28 dezembro 2009

Prece de Ano Novo

Não é por estar em tempos de segredos revelados que vou dizer oficialmente que o meu eu-obscuro e perverso já está todo animado para voltar a amar.
Já escolheu a vítima como o vampiro atrás do carvalho na floresta cheia de fumaça.

Pois eu trato de jogar a luz de um farol nessas trevas de amor suicida, ou de suicida não-nunca-jamais correspondência.

Logo agora que quero ter um rosto suave.
Amar nesse momento, só com garantia, fiador, interesse mais alheio do que meu.
Se não for assim não deixo mesmo, piso na flor nascendo, cavo pra arrancar a raiz se preciso.

Até porque nem posso, tento explicar ao meu eu-insano-kamikaze, que meu médico disse que estou convalescente de amores e paixões devastadores, cuja cura ninguém sabe, mais poderosos que vírus achados em macacos e animais silvestres de algum recôndito das florestas africanas.

No calor do fim do ano, quero, preciso, procuro, alguém para amar/abraçar, como se eu estivesse no frio ártico. Mas é um estado de transe, esses muitos sininhos e blim-blons que tocam essa época do ano deixam a gente assim.

Segredo eu posso compartilhar, não revelar gratuitamente: pedi a um risco de luz no céu, que chamei de estrela cadente mesmo sem saber se era, que meus olhos brilhassem apenas de amor e não mais de lágrimas de dor e abandono.

Então eu serei um só, sem obscuridades e brilhando mais que essas luzes que enfeitam a cidade.

11 dezembro 2009

Feliz Ano Novo



Um dia nublado como hoje é minha deixa: passou a anestesia do sol que por me efervescer, me deixa não-pensar naquele corte lá no pé que vai doer quando eu parar e o sangue esfriar.

Pois bem, as nuvens cinzas chegaram e eu parei. E que dor aguda me sobe pelo corpo.

Lembrando de quando eu arrumava mochila e ia dormir fora: hoje só reconheço minha própria cama. Na falta de portos seguros, faço de mim um ancoradouro que ninguém sabe que existe, encoberto que está de vegetação alta.

Lembrando dos amigos que sumiram por aí: uma que deve estar feliz, outro que me disse "vou embora, não estarei aqui quando você me procurar", outros e outras cujos telefones eu sabia de cor.

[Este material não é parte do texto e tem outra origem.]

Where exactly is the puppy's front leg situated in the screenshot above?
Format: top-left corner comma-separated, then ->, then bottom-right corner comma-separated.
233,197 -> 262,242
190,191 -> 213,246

Os belos pagam com a superficialidade, os inteligentes com a solidão e os puros de coração com a crueldade da vida.
Lembrando de pessoas bonitas, sábias e puras em dia de céu cinza e diante do mar: pareço estar em outra cidade. Não pela paisagem, mas pela possibilidade de viver.

Lembrando da velha atriz que ficou feia e hoje despreza a humanidade; muitos caminhos percorremos se nos decidimos a viver 24hs por dia e não apenas uma parte disso.

Não sei exatamente onde me cortei, mas poderia descobrir facilmente se eu quisesse.
Sei que sempre sou eu que escuto o "vou embora" e sempre sou eu que perco de vista o vulto indo no horizonte ou na estrada e volto pra minha infeliz rotina.

Sempre dou as costas depois, sempre sou o primeiro a chorar e o último a sorrir.
Sempre corto meu pé no vidro que alguém jogou e sempre morro todo dezembro tragicamente ao som de uma música natalina.

Sempre começo o ano mais velho e mais duro: sempre sou eu que lembro que todos os pedidos que fiz à meia noite do ano anterior não foram realizados nenhum e resolvo tentar e fazê-los novamente como um jogador viciado na loteria.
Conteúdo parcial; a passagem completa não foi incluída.